Nel settore agroalimentare trova invece impiego nella disinfestazione di magazzini in cui siano contenute derrate alimentari soggette a molteplici attacchi parassitari.

La sostanza attiva ha però un profilo tossicologico poco gradevole, mostrandosi nocivo per inalazione e avendo mostrato in laboratorio effetti cancerogeni su cavie, soprattutto a livello epatico. Per la Iarc l'ossido di etilene va posto in Gruppo 1 (sicuramente cancerogeni).

Se ciò crea poca o nulla preoccupazione per i trattamenti medico-sanitari (l'ossido di etilene non arriva comunque ai pazienti), il discorso appare diverso per i restauratori, maggioremente esposti a questo gas, ma anche per gli alimenti. Nel giugno 2021 furono infatti ritirate diverse partite di prodotti contaminati da ossido di etilene, oggi proibito in Europa, con il sesamo grande accusato all'epoca. Oggi sono infatti molteplici i marchi coinvolti e gli specifici prodotti ritirati dal commercio.

L'importazione di sesamo dall'estero implicava infatti l'arrivo in Italia di intere partite di prodotto da alcuni Paesi in cui la molecola è ancora ampiamente utilizzata. Quindi trovarne residui non è cosa affatto strana.

Ora, al di là che è sempre la dose che fa il veleno, quindi meglio sarebbe non scatenare allarmi ingiustificati e isterie collettive, qualche osservazione in merito può essere pur fatta. Per esempio i controlli, come si vede, funzionano e quindi la salute dei cittadini ben difficilmente verrà messa a rischio da eventuali e sporadiche tracce di questo contaminante. Fatto salvo ciò, l'ossido di etilene non dovrebbe esserci proprio se vogliamo che le partite di cibo siano conformi alle leggi europee.

Il caso ossido di etilene apre quindi una porta (e qualche dubbio) sul futuro del Vecchio Continente, il quale pare orientato a sposare sempre più forme di agricoltura meno intensiva che le permettano quindi di vantare un miglior profilo ambientale interno, ma che diminuiranno di concerto le rese. Così facendo si dovranno giocoforza ampliare le importazioni di merci dall'estero, con tutte le presenze poco gradevoli del caso. Perché di molecole proibite in Europa, ma ammesse nel resto del mondo, ve ne sono diverse e per quanto i Paesi produttori di derrate si sforzino di non inviarle nei membri Ue, quindi anche in Italia, non sempre ciò sarà possibile. A conferma che dipendere dagli altri non è mai buona cosa. Per lo meno, dipendere più di quanto si potrebbe fare in realtà.

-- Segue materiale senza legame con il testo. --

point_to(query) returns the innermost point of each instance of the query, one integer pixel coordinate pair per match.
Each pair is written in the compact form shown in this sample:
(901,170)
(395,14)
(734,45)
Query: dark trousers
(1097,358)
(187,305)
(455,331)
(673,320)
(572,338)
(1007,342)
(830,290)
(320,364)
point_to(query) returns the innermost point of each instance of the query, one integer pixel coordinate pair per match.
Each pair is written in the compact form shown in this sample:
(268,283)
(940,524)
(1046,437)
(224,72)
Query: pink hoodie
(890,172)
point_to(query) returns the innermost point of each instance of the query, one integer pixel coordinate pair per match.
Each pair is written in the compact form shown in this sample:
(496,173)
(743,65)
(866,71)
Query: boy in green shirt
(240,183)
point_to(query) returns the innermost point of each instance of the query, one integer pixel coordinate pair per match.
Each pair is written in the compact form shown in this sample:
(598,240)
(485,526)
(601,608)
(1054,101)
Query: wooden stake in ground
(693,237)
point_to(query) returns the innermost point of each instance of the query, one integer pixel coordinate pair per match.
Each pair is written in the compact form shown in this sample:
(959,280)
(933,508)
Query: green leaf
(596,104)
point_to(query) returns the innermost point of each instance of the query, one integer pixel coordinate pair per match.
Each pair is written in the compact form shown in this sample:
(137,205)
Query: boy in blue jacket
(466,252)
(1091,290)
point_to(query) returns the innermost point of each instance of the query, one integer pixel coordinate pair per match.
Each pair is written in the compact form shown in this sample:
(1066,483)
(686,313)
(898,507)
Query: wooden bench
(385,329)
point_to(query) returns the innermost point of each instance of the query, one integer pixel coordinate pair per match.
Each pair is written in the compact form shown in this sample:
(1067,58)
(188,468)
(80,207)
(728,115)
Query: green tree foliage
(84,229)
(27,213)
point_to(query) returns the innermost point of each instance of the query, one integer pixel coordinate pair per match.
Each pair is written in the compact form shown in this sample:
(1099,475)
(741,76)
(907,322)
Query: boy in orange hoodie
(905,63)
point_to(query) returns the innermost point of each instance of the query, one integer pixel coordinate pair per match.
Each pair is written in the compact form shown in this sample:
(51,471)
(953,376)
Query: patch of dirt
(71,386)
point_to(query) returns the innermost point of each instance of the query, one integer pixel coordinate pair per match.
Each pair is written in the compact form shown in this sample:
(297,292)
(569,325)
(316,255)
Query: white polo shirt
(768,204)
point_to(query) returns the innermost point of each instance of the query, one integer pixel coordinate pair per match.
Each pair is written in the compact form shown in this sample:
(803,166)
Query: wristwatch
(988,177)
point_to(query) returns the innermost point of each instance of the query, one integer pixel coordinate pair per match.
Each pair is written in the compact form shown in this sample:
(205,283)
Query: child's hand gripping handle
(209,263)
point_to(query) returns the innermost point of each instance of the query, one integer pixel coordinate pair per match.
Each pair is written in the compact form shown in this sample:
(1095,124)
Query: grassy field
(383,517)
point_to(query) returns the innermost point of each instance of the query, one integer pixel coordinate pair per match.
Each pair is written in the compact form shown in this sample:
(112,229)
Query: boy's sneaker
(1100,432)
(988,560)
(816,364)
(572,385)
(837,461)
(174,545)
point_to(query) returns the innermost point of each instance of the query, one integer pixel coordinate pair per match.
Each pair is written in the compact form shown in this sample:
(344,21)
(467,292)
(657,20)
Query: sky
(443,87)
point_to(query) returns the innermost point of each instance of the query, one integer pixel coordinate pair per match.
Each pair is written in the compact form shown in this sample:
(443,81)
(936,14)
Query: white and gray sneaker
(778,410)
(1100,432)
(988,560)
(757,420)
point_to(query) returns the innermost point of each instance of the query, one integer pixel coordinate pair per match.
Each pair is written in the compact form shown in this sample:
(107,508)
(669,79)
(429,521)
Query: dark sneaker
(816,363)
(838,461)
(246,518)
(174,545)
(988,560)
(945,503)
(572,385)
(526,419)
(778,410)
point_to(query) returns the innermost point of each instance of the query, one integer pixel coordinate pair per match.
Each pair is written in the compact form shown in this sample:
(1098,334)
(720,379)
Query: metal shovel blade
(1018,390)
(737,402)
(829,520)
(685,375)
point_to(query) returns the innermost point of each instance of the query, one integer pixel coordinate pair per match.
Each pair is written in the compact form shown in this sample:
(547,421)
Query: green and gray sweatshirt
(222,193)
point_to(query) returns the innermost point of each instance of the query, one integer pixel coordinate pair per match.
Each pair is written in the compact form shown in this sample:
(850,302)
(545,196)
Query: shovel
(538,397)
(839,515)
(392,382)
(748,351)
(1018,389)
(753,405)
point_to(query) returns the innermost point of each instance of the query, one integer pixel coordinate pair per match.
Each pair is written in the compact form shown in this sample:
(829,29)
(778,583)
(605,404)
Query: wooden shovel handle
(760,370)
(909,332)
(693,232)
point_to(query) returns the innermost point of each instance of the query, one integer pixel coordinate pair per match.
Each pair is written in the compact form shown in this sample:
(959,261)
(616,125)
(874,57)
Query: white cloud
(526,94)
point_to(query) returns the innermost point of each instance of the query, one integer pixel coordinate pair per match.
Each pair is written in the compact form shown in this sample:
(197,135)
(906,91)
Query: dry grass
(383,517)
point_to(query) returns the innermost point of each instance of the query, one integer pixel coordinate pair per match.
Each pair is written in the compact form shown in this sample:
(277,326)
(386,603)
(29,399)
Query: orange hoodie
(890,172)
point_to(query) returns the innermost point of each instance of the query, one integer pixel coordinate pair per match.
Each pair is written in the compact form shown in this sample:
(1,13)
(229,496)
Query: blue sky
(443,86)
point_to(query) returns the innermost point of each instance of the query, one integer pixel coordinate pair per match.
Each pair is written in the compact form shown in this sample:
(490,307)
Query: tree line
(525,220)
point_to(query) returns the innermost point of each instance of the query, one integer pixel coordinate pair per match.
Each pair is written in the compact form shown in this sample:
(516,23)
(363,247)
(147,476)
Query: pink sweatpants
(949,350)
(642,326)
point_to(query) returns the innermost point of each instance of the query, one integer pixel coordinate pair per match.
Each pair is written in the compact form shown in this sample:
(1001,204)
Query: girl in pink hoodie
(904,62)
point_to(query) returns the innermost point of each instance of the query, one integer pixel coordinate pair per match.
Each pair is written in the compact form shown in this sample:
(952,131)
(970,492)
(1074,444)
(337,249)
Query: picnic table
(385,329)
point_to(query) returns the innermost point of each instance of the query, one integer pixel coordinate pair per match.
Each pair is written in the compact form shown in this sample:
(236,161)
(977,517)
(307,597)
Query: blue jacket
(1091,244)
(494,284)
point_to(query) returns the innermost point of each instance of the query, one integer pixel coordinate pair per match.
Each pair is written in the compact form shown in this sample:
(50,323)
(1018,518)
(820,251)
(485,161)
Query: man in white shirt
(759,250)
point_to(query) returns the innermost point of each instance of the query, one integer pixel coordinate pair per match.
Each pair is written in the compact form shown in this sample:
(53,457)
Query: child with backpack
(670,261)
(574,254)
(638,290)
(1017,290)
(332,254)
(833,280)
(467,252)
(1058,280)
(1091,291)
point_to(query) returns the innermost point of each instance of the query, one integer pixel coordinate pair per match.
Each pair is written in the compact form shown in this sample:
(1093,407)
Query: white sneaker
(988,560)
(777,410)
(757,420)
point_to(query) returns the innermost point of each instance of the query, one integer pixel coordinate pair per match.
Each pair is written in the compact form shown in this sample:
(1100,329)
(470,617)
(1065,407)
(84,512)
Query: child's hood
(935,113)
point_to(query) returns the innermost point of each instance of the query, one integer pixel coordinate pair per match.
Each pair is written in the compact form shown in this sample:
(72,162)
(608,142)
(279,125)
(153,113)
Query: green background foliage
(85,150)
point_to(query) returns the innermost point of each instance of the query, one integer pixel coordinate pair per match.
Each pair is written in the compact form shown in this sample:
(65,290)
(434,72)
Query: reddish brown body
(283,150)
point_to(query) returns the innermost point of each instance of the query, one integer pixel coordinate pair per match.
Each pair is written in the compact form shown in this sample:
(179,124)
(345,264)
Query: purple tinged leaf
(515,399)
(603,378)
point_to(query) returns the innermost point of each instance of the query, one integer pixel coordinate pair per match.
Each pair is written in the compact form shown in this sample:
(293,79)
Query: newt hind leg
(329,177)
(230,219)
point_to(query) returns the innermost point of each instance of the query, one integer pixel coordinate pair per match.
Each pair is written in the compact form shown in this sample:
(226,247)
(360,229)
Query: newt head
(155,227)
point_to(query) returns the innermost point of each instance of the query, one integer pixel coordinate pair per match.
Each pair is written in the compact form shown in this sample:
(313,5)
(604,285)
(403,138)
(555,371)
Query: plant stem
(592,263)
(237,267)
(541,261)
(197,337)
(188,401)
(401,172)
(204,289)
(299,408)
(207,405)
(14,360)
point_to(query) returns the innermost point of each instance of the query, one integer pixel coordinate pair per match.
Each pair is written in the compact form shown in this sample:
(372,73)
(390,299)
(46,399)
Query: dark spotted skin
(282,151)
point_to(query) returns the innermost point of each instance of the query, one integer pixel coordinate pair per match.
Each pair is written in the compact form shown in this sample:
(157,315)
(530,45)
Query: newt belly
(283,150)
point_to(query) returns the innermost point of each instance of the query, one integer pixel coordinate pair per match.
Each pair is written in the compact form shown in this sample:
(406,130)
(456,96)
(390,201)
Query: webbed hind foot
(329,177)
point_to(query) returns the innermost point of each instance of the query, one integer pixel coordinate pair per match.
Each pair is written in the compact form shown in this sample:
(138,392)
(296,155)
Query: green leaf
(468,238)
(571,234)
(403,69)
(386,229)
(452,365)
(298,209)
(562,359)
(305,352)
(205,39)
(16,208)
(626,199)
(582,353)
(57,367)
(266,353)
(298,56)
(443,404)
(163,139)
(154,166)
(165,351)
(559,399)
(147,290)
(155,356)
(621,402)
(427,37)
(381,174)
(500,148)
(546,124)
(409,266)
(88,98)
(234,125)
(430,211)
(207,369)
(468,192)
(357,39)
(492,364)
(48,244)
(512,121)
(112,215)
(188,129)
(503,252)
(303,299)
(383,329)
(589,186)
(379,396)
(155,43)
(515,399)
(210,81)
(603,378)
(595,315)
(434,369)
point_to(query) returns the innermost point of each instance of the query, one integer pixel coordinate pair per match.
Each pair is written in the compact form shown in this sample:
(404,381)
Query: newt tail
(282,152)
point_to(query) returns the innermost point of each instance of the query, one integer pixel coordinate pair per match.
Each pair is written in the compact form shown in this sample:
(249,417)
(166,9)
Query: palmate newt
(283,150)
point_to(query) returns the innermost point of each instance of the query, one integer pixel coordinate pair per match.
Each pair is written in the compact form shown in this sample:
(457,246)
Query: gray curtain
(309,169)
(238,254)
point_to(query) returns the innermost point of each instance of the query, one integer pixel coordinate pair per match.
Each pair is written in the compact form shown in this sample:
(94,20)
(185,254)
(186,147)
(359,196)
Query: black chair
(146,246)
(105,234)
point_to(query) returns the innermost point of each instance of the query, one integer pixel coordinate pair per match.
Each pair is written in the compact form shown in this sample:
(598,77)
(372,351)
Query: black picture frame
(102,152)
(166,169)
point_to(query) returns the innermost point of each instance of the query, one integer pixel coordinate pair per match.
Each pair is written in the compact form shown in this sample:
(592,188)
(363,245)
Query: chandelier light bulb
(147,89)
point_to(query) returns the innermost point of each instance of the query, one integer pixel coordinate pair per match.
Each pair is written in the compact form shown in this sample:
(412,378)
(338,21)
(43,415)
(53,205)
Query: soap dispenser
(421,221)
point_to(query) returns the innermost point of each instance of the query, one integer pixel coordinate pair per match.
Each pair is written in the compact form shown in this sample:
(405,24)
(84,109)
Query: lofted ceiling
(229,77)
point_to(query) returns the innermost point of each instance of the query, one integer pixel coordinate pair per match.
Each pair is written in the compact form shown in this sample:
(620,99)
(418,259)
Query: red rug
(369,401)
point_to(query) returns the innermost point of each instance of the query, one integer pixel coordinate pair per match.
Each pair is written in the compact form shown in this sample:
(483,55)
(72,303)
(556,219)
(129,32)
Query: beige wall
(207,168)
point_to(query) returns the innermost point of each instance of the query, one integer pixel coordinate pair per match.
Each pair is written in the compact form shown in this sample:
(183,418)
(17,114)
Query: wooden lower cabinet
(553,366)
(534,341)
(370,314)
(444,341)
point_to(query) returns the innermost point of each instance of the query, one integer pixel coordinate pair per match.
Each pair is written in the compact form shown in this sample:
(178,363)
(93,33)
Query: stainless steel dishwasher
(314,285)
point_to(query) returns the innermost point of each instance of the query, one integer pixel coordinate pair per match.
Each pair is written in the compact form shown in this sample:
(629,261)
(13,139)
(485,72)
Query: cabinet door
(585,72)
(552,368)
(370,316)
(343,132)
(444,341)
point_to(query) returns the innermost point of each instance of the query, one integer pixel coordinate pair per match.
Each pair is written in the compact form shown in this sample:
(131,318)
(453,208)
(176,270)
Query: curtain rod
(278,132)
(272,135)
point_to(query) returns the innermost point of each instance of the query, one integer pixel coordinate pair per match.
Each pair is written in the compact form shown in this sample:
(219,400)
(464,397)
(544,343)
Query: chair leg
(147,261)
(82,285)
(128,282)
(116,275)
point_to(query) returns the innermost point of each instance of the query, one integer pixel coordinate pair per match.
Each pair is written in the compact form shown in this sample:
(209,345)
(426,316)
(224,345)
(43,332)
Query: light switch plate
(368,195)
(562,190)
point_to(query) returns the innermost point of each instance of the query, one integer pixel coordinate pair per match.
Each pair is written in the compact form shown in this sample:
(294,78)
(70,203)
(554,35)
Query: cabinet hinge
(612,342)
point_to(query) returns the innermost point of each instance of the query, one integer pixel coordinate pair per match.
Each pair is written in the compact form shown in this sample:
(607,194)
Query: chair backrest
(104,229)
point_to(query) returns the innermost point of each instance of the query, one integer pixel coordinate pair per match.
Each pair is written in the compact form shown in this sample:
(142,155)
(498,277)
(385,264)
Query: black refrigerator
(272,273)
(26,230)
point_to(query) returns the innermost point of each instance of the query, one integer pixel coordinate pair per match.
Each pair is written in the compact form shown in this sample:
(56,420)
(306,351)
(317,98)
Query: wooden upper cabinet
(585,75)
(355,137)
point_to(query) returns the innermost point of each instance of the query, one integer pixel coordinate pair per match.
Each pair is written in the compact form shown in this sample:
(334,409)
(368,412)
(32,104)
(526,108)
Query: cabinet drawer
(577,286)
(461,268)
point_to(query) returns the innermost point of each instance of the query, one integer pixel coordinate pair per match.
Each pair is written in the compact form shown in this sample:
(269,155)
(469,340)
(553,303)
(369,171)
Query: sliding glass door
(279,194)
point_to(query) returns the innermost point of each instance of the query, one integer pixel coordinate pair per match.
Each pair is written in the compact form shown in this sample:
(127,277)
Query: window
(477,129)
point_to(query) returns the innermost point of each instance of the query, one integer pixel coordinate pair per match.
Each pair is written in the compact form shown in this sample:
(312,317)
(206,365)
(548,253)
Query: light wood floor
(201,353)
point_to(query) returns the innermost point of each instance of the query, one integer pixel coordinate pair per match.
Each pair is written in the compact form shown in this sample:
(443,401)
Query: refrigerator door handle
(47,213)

Meglio sarebbe quindi calcolare già oggi l'aumento di importazioni di cibo da qui al prossimo decennio, al fine di meglio comprendere se le attuali scelte continentali sono azzeccate oppure no. E non solo relativamente al tema residui, bensì anche in termini di emissioni su scala planetaria, perché tutto ciò che non si produrrà più qui dovrà essere importato dall'estero, ove si emetterà ancora di più gas serra e dove verranno a lungo utilizzate molte sostanze attive sgradite all'Europa. Ossido di etilene incluso.